Muntere Doppelmoral - Der keusche Lebemann von Arnold und Bach im Kleinen Theater

Lebemänner genießen das Leben. Über Lebedamen schweigen sie lieber. Zu unserem aktuellen Wortschatz gehört beides nicht mehr. Der Schwank Der keusche Lebemann des brillanten Autorenduos Franz Arnold und Ernst Bach, das die Theaterwelt zu Beginn des 20.Jahrhunderts mit vielen köstlichen Lustspielen beglückte, wurde 1921 am Münchner Volkstheater uraufgeführt. Die Golden Twenties lässt Gert Becker in seiner witzig überdrehten Inszenierung fröhlich wieder auferstehen. Bürgerliche Doppelmoral, Bigotterie, Emanzipation per Bubikopf und die Anfänge der skandalträchtigen Medienhypes – all das wird hübsch präsent im Seiboldschen Salon, den Bühnenbildner Frank Joseph lustvoll ausgestattet hat (inkl. üppigem Rubens an der Wand und altem Grammophon als Hausaltar). Die historischen Kostüme von Kara Schutte lassen keine Wünsche offen bis hin zum entzückend offenherzigen Dekolleté des schnippischen Hausmädchens Anna (Fabienne Hesse). Papa Seibolds geschäftliche Besprechungen dauern oft bis zum frühen Morgen, was seine Gattin Regina (Ursula B. Kannegießer) zu Recht an seiner ehelichen Treue zweifeln lässt. Mike Reichenbach spielt den alten Schwerenöter als groteske Karikatur eines neureichen Fabrikanten. Nichts ist erotischer als das Geld, und das soll in der Familie bleiben. Sein Kompagnon Max Stieglitz taugt zwar als Buchhalter, ist jedoch das Gegenteil eines Frauenschwarms. Stephan A. Toelle ist mit schütterem Haar, Hochwasserhosen, viel zu enger Weste, keuschem Lebenswandel und absolut frei von Manieren Seibolds Wunsch-Schwiegersohn.

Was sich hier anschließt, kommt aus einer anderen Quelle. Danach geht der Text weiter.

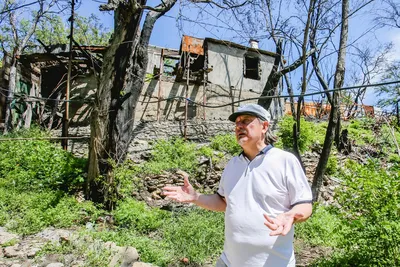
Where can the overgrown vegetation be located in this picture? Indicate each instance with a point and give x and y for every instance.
(38, 181)
(311, 134)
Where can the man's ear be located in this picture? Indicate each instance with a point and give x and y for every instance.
(265, 125)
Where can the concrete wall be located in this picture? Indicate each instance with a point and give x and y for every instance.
(174, 109)
(228, 63)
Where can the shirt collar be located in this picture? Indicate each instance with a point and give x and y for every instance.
(263, 151)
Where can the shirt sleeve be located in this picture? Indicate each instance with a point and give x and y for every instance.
(298, 187)
(220, 190)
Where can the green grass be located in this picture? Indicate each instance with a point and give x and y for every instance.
(36, 192)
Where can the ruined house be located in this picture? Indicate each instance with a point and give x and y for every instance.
(201, 82)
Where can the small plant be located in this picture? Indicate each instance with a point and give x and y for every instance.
(137, 215)
(226, 143)
(310, 134)
(36, 164)
(172, 154)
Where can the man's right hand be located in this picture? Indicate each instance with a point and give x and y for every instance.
(184, 193)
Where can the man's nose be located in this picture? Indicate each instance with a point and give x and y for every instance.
(240, 124)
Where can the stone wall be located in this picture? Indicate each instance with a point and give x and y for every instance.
(146, 132)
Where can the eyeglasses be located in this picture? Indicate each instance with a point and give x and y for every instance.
(245, 121)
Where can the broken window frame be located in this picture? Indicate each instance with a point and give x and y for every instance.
(252, 66)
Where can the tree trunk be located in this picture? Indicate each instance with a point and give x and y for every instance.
(123, 74)
(273, 79)
(334, 117)
(12, 85)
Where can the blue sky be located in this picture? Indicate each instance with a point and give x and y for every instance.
(202, 22)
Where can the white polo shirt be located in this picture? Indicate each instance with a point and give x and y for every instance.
(272, 183)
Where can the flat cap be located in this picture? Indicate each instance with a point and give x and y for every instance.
(251, 109)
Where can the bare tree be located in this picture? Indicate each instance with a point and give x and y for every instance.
(334, 117)
(119, 89)
(368, 66)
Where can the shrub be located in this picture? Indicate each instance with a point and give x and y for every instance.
(30, 212)
(332, 165)
(360, 130)
(226, 143)
(310, 134)
(324, 228)
(37, 164)
(196, 234)
(136, 215)
(369, 203)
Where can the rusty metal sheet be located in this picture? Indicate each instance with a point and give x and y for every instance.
(192, 44)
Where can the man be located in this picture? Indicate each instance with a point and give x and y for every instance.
(263, 192)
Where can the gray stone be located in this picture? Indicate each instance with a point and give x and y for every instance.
(55, 264)
(54, 235)
(141, 264)
(126, 255)
(6, 237)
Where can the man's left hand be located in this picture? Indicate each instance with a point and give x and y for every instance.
(282, 224)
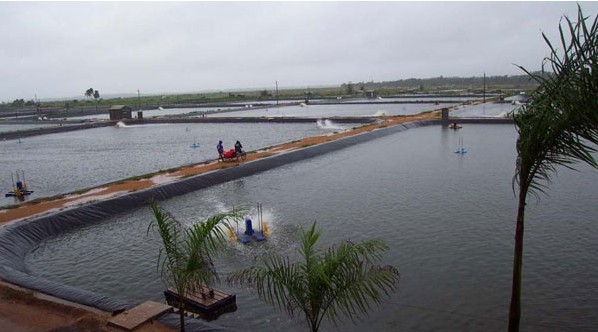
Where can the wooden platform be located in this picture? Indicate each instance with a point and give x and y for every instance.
(207, 307)
(133, 318)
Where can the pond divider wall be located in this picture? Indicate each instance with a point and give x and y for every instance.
(19, 238)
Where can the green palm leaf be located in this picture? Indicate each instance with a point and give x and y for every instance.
(343, 280)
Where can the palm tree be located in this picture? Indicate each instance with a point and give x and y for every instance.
(341, 280)
(558, 127)
(186, 258)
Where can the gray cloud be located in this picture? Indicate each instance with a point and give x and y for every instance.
(60, 49)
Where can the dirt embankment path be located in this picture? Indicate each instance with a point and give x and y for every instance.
(39, 207)
(23, 310)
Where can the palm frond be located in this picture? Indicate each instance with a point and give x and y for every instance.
(343, 280)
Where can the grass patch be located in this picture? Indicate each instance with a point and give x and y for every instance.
(8, 293)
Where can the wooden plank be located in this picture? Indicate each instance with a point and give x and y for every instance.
(132, 318)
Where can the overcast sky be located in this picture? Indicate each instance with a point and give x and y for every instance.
(56, 50)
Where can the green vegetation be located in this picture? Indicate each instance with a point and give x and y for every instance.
(440, 85)
(558, 127)
(343, 280)
(185, 261)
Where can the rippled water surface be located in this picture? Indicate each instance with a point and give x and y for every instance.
(338, 110)
(448, 220)
(66, 162)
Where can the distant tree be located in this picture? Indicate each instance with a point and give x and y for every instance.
(89, 93)
(343, 280)
(350, 88)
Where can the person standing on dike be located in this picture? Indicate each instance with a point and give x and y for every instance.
(220, 149)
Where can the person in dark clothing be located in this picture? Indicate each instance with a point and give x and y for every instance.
(220, 148)
(238, 147)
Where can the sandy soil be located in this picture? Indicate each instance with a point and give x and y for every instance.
(23, 312)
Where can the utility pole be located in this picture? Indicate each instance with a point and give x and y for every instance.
(484, 87)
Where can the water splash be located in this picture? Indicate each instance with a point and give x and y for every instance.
(327, 124)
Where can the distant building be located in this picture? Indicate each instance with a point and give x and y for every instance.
(371, 94)
(119, 112)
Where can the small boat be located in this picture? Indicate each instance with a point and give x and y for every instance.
(251, 235)
(19, 188)
(461, 150)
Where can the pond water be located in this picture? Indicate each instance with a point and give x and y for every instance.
(4, 128)
(70, 161)
(159, 112)
(338, 110)
(448, 220)
(485, 110)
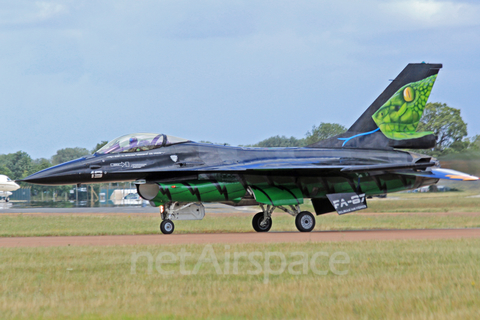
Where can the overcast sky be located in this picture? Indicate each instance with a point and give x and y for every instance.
(74, 73)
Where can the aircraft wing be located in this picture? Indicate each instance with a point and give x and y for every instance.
(311, 165)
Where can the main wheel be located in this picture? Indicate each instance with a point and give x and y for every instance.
(167, 226)
(305, 221)
(258, 226)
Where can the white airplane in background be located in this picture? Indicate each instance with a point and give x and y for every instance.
(6, 186)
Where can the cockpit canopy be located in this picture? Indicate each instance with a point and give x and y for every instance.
(139, 142)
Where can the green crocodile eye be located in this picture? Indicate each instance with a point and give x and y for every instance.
(408, 94)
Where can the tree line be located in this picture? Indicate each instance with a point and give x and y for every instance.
(444, 121)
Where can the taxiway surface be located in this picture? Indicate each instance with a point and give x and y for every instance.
(232, 238)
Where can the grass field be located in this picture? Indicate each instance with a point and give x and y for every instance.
(389, 279)
(441, 210)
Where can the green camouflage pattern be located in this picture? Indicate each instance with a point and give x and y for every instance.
(399, 117)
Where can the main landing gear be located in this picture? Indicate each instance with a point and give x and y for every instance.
(179, 211)
(304, 220)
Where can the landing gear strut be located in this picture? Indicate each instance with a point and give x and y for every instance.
(179, 211)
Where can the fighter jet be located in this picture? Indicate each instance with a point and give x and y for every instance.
(179, 175)
(6, 186)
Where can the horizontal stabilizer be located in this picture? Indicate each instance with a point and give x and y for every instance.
(388, 167)
(446, 174)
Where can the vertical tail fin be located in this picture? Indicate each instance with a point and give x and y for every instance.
(413, 72)
(391, 120)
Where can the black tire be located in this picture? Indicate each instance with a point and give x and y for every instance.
(256, 223)
(305, 221)
(167, 226)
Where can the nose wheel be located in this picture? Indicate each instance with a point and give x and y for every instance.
(167, 226)
(305, 221)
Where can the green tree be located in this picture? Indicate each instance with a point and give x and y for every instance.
(280, 141)
(447, 124)
(67, 154)
(324, 131)
(99, 146)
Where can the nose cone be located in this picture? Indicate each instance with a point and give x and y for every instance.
(71, 172)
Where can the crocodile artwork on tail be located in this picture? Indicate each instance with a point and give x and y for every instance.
(399, 117)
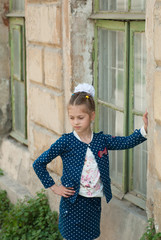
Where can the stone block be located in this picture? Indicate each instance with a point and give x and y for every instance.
(44, 23)
(157, 96)
(14, 190)
(35, 64)
(53, 68)
(157, 32)
(46, 108)
(121, 220)
(157, 151)
(40, 140)
(15, 160)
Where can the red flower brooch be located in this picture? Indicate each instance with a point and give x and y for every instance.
(100, 153)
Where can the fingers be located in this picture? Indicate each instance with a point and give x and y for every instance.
(63, 191)
(68, 192)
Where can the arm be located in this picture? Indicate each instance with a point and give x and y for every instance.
(41, 162)
(120, 143)
(46, 157)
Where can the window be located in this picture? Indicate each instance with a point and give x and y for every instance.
(18, 70)
(120, 60)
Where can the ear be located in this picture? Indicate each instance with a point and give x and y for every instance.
(93, 116)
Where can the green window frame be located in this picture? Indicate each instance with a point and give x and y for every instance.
(18, 71)
(121, 23)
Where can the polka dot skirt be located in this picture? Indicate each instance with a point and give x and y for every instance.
(80, 220)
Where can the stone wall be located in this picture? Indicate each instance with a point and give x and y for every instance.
(5, 110)
(59, 44)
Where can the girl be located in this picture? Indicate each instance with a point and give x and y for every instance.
(85, 159)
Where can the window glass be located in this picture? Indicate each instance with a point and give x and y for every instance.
(16, 53)
(111, 67)
(107, 5)
(18, 5)
(139, 71)
(111, 122)
(138, 5)
(139, 163)
(18, 80)
(19, 101)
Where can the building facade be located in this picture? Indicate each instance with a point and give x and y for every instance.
(49, 46)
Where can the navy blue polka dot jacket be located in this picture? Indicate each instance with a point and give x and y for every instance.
(73, 151)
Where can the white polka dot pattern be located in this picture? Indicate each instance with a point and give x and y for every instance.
(73, 151)
(81, 220)
(80, 216)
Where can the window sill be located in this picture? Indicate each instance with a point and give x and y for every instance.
(118, 16)
(19, 138)
(15, 14)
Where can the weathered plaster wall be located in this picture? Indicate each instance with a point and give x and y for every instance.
(153, 33)
(5, 112)
(59, 35)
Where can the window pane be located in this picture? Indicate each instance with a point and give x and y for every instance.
(139, 163)
(16, 54)
(18, 5)
(139, 71)
(107, 5)
(111, 67)
(138, 5)
(111, 122)
(19, 106)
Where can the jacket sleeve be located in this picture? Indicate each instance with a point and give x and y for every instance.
(46, 157)
(121, 143)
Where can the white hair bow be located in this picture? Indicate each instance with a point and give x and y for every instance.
(85, 87)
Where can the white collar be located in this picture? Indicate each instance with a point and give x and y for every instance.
(76, 135)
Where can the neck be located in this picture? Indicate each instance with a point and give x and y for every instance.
(86, 136)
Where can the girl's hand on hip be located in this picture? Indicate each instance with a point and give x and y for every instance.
(145, 120)
(62, 191)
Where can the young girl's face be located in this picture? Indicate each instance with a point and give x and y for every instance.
(80, 119)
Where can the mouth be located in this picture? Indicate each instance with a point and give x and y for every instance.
(76, 127)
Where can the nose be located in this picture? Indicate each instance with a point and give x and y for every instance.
(76, 122)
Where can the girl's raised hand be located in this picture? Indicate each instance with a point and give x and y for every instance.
(62, 191)
(145, 120)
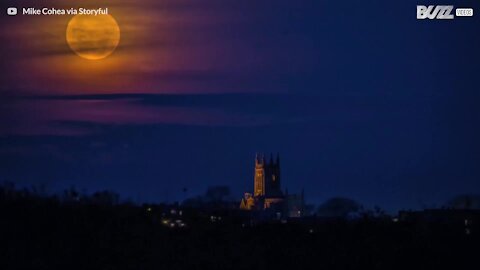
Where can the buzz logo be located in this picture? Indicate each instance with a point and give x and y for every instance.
(435, 12)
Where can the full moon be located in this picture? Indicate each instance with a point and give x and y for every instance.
(93, 37)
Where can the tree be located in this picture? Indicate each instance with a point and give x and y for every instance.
(338, 207)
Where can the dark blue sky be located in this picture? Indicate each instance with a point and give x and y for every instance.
(360, 99)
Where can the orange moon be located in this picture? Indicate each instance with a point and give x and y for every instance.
(93, 37)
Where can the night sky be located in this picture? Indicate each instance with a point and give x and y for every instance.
(360, 98)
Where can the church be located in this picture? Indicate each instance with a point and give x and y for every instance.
(267, 193)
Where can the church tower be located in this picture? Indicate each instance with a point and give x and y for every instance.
(259, 183)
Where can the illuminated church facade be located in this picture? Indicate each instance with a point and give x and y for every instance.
(267, 192)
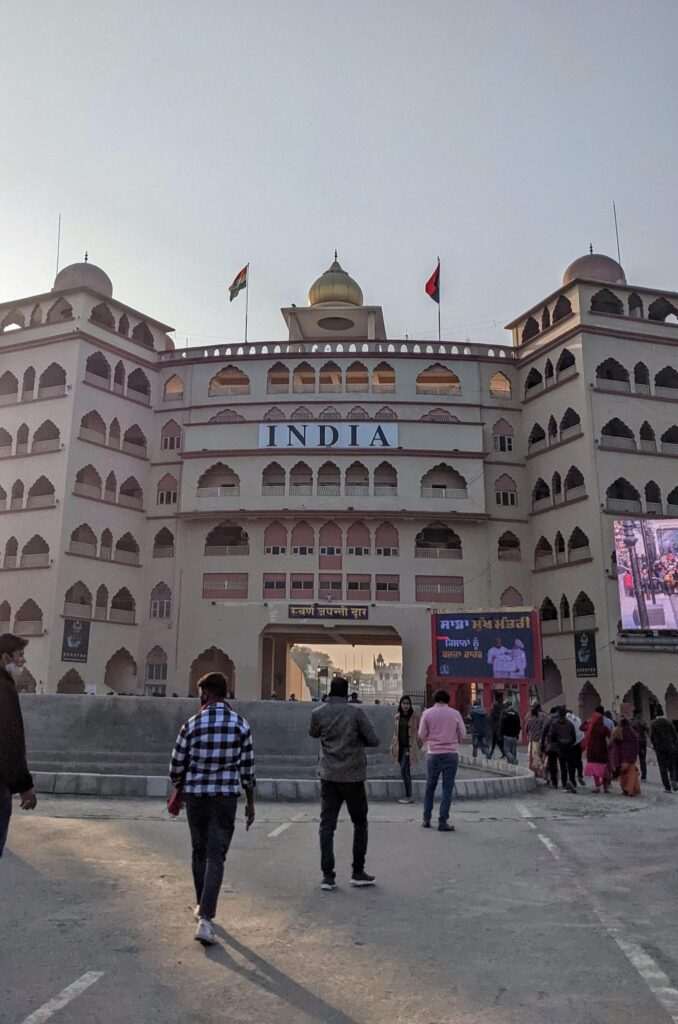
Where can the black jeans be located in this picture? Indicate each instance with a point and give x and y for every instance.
(332, 797)
(406, 773)
(564, 760)
(212, 820)
(667, 764)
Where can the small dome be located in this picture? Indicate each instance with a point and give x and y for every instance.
(83, 275)
(335, 288)
(595, 266)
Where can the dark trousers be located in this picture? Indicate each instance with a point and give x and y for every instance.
(565, 761)
(497, 741)
(212, 820)
(406, 773)
(668, 769)
(333, 796)
(5, 814)
(436, 765)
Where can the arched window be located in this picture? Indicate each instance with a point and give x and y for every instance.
(170, 436)
(278, 379)
(508, 548)
(530, 330)
(303, 379)
(383, 379)
(506, 492)
(217, 481)
(97, 370)
(605, 301)
(101, 314)
(161, 601)
(274, 539)
(173, 389)
(386, 540)
(163, 544)
(500, 385)
(303, 540)
(330, 378)
(561, 309)
(227, 539)
(533, 380)
(438, 380)
(511, 598)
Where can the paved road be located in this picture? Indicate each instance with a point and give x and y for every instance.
(555, 908)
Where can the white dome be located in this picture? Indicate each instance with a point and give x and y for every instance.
(83, 275)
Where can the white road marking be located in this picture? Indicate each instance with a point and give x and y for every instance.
(658, 982)
(70, 993)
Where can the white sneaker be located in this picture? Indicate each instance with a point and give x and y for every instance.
(205, 932)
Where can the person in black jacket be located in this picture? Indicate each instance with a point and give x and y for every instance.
(14, 774)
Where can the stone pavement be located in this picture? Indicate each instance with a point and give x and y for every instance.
(548, 907)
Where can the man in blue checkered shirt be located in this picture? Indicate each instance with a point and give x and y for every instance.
(211, 760)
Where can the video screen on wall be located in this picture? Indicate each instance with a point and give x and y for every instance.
(647, 572)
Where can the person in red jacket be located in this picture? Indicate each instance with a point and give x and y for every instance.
(14, 774)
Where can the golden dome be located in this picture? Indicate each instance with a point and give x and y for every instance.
(335, 288)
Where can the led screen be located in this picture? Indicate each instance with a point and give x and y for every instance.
(647, 572)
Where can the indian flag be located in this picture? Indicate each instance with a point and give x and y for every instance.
(239, 284)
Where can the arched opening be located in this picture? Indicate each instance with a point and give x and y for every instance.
(303, 379)
(212, 659)
(35, 553)
(120, 673)
(616, 434)
(218, 481)
(442, 481)
(438, 380)
(605, 301)
(71, 682)
(437, 541)
(278, 379)
(227, 539)
(330, 378)
(163, 544)
(383, 379)
(173, 389)
(508, 548)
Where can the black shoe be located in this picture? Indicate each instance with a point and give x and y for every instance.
(362, 879)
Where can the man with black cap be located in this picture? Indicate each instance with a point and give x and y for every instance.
(344, 730)
(14, 774)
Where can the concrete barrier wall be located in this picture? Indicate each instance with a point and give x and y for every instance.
(66, 724)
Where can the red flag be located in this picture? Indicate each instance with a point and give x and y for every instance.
(433, 285)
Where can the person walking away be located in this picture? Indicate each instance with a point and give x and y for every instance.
(642, 733)
(578, 753)
(534, 725)
(665, 743)
(344, 731)
(509, 730)
(624, 749)
(441, 729)
(211, 760)
(495, 719)
(560, 740)
(478, 722)
(405, 744)
(14, 774)
(595, 743)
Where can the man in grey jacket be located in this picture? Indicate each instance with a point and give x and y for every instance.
(344, 730)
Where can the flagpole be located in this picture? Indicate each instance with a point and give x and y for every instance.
(247, 300)
(438, 299)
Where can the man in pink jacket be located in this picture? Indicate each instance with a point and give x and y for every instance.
(441, 728)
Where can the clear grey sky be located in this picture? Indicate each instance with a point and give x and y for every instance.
(181, 139)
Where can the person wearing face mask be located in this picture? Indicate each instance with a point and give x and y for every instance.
(14, 774)
(211, 761)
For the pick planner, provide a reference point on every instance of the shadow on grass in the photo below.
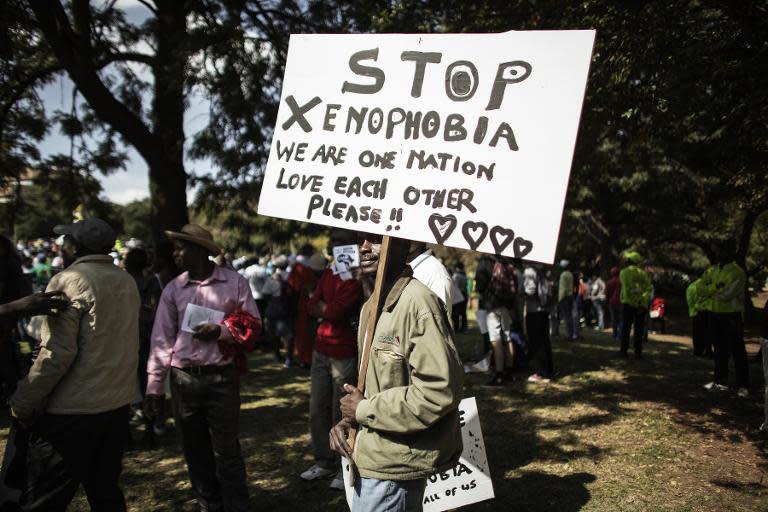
(537, 457)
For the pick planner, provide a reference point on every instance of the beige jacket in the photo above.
(414, 383)
(89, 355)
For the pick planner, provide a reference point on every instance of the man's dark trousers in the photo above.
(206, 407)
(701, 335)
(459, 316)
(68, 450)
(728, 336)
(633, 317)
(537, 327)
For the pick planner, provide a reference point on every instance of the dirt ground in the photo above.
(608, 434)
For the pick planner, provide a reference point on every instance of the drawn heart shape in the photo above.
(442, 226)
(470, 229)
(501, 238)
(521, 247)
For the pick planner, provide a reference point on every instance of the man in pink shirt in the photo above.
(189, 341)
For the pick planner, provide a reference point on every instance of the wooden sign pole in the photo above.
(392, 256)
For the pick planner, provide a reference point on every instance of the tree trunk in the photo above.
(167, 177)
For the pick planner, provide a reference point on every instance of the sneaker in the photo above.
(338, 482)
(159, 429)
(496, 380)
(714, 386)
(317, 471)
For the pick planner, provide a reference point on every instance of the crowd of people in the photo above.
(126, 326)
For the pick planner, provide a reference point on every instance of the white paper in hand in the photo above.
(196, 315)
(349, 486)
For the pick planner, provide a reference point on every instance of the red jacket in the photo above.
(336, 337)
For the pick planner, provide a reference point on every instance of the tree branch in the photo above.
(149, 6)
(139, 57)
(77, 60)
(23, 86)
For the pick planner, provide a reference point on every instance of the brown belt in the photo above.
(205, 369)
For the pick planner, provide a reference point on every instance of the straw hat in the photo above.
(197, 235)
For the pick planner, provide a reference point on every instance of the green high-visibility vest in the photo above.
(693, 298)
(727, 289)
(635, 287)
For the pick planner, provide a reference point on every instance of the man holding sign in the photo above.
(407, 419)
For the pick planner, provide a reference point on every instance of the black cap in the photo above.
(94, 234)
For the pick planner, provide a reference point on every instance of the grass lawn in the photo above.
(607, 435)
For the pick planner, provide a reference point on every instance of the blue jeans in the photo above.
(372, 495)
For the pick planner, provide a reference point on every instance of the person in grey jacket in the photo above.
(74, 401)
(597, 294)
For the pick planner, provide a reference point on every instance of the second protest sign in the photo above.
(463, 140)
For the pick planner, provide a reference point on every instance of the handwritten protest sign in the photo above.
(468, 482)
(464, 140)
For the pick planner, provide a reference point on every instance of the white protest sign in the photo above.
(466, 483)
(463, 140)
(470, 480)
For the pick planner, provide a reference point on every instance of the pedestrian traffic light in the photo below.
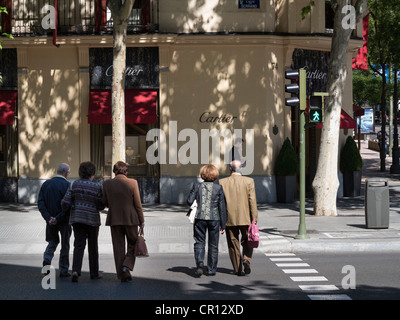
(297, 88)
(316, 111)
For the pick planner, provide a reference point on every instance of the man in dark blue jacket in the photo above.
(49, 204)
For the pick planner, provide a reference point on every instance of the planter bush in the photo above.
(286, 169)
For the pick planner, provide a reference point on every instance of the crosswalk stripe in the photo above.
(329, 297)
(318, 287)
(309, 278)
(293, 264)
(285, 259)
(299, 271)
(279, 254)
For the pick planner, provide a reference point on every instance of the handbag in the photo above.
(191, 214)
(253, 237)
(192, 211)
(141, 247)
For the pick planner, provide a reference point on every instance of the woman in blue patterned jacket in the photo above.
(85, 198)
(210, 215)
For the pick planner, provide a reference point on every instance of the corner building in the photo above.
(194, 69)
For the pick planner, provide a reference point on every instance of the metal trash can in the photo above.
(377, 203)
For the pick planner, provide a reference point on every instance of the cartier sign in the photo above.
(141, 68)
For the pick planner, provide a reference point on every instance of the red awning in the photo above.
(358, 111)
(8, 103)
(140, 106)
(346, 122)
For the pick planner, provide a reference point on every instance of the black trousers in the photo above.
(81, 233)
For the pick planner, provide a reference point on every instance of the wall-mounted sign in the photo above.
(141, 68)
(249, 4)
(316, 65)
(367, 121)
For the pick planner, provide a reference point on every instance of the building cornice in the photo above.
(305, 41)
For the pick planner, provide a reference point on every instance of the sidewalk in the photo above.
(22, 229)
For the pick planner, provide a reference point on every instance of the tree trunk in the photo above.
(326, 183)
(120, 13)
(118, 93)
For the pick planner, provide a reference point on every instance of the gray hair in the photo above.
(62, 168)
(236, 166)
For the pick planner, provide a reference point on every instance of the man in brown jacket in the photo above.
(241, 209)
(125, 215)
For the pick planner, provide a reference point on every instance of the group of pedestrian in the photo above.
(225, 207)
(228, 207)
(78, 204)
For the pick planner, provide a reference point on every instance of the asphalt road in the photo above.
(169, 277)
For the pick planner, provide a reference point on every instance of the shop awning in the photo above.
(8, 103)
(346, 122)
(140, 106)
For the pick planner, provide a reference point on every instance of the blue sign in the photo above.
(367, 121)
(249, 4)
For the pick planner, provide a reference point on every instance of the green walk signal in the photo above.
(316, 116)
(316, 113)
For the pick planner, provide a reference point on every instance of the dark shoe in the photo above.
(74, 276)
(65, 275)
(246, 265)
(99, 276)
(199, 270)
(46, 263)
(126, 275)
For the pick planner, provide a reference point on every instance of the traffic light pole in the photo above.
(302, 233)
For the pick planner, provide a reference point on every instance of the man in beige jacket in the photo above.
(241, 209)
(125, 216)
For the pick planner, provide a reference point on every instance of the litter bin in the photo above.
(377, 203)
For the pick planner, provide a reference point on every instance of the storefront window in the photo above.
(135, 151)
(141, 109)
(2, 144)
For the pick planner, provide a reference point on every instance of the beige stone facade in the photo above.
(220, 67)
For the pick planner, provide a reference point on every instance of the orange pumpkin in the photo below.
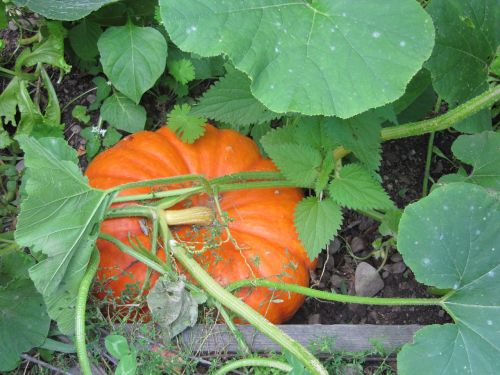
(261, 220)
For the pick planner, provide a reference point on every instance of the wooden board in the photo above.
(354, 338)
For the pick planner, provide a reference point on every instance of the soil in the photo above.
(402, 173)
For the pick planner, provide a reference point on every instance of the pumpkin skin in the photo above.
(261, 220)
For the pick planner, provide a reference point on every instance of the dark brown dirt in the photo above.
(402, 171)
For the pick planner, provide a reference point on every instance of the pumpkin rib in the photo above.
(262, 219)
(293, 249)
(183, 150)
(163, 157)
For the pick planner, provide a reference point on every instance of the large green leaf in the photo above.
(299, 163)
(355, 187)
(133, 58)
(60, 217)
(317, 222)
(361, 135)
(468, 33)
(321, 57)
(451, 239)
(66, 10)
(230, 100)
(122, 113)
(83, 39)
(24, 322)
(482, 151)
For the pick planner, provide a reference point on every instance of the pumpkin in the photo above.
(261, 220)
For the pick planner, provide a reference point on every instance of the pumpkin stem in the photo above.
(193, 215)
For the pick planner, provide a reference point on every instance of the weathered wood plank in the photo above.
(355, 338)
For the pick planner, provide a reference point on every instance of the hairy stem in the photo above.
(81, 302)
(149, 259)
(234, 330)
(439, 123)
(332, 296)
(240, 308)
(444, 121)
(254, 362)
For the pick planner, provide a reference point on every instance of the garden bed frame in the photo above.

Töchterchen Gertie (kess und naiv: Susanna Mucha) ist jedoch im fernen Berlin auf den Geschmack gekommen, lässt sich vom schönen Heinz im offenen Horch ins heimatliche Provinznest chauffieren und will unbedingt einen erfahrenen Lebemann als Lebensgefährten. Also verpasst der schlaue Papa dem braven Max eine pikante Vergangenheit. Die heißt Ria Rey und ist ein Filmstar. Plötzlich ist Max Hahn im Korb und begehrtes Klatschobjekt. Fast hätte ihm zwar Rias aktueller Lover (Matthias Kiel) noch eifersüchtig eine Kugel in die stolzgeschwellte Hühnerbrust gejagt, aber an der landet dann doch Gerties goldenes Herzchen. Und Regine greift zum Nudelholz…
Die schräge Spielweise lässt keinen Zweifel daran, dass hier komische Kunstfiguren am Werk sind. Um erschwindeltes Leben geht es schließlich in diesem heiteren Schwank. E.E.K.

Das Stück war nur bis zum 15.Januar auf dem Spielplan.